Massive flooding in Southeastern Michigan caused by at least five inches of rain Monday night resulted in at least two fatalities, stranded motorists, thousands of abandoned vehicles on freeways, water clogged side streets, electrical outages, closed businesses and flooded basements.  Photos of the situation in the Detroit newspapers show water almost as high as freeway overpasses.  In addition, as the waters recede, the floods have left in their wake crumbling roads caused by the pressure of the water.
“While the exact cause of the flooding remains under investigation, it appears that proper investment in sewer infrastructure, which has been delayed in Southeastern Michigan, could have mitigated this crisis,” said Mike Nystrom, executive vice president of the Michigan Infrastructure and Transportation Association.  
In 2001, the Southeastern Michigan Council of Governments estimated the region needed $30 billion in sewer upgrades by 2030, and it still does. A spokesman for the Oakland County Water Resources Commissioner was quoted in news reports today as saying that there needs to be major investments in infrastructure because recent heavy rain is what can be expected in the future.  
“Just like the damage the harsh winter did to our roads, the damage the flooding has caused reminds us that we need to prepare for the future by investing now in our infrastructure,” Nystrom said.  “Delaying annual investment in infrastructure is like sticking our heads in the sand and hoping it doesn’t rain or snow.  The Michigan Legislature can’t ignore the situation any longer.”
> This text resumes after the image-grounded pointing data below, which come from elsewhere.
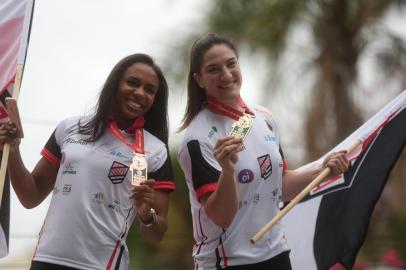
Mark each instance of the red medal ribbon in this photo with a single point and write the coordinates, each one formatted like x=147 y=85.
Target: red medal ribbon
x=137 y=128
x=224 y=109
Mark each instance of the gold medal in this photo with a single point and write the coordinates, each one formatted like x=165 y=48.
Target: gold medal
x=241 y=127
x=138 y=168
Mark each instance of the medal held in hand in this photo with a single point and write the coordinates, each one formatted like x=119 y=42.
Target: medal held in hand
x=139 y=169
x=139 y=165
x=241 y=127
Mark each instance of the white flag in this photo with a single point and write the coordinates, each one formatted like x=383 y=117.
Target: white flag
x=329 y=226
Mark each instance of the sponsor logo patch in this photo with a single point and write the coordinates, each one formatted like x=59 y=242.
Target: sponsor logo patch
x=265 y=166
x=75 y=141
x=67 y=188
x=270 y=138
x=117 y=172
x=69 y=169
x=245 y=176
x=115 y=205
x=98 y=197
x=120 y=155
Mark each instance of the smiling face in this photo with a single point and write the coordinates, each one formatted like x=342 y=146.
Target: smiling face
x=220 y=74
x=136 y=92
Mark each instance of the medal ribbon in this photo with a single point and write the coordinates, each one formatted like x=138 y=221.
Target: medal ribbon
x=225 y=109
x=138 y=145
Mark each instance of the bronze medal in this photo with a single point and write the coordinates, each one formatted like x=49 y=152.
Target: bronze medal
x=139 y=169
x=241 y=127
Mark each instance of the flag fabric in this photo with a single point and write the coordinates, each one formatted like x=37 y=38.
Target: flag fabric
x=15 y=18
x=329 y=226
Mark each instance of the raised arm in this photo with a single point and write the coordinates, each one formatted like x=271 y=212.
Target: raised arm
x=31 y=188
x=222 y=204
In 2002 MITA was a leader in the passage of Clean Water legislation that provided $1 billion in bond funding for municipalities to improve their sewer systems and comply with the requirements of the federal Clean Water Act.  MITA also helped with the passage of legislation that helped provide low interest loans to municipalities to make it easier for them to qualify for the bonds.  Some municipalities in Michigan have taken advantage of the funding, but many others have not.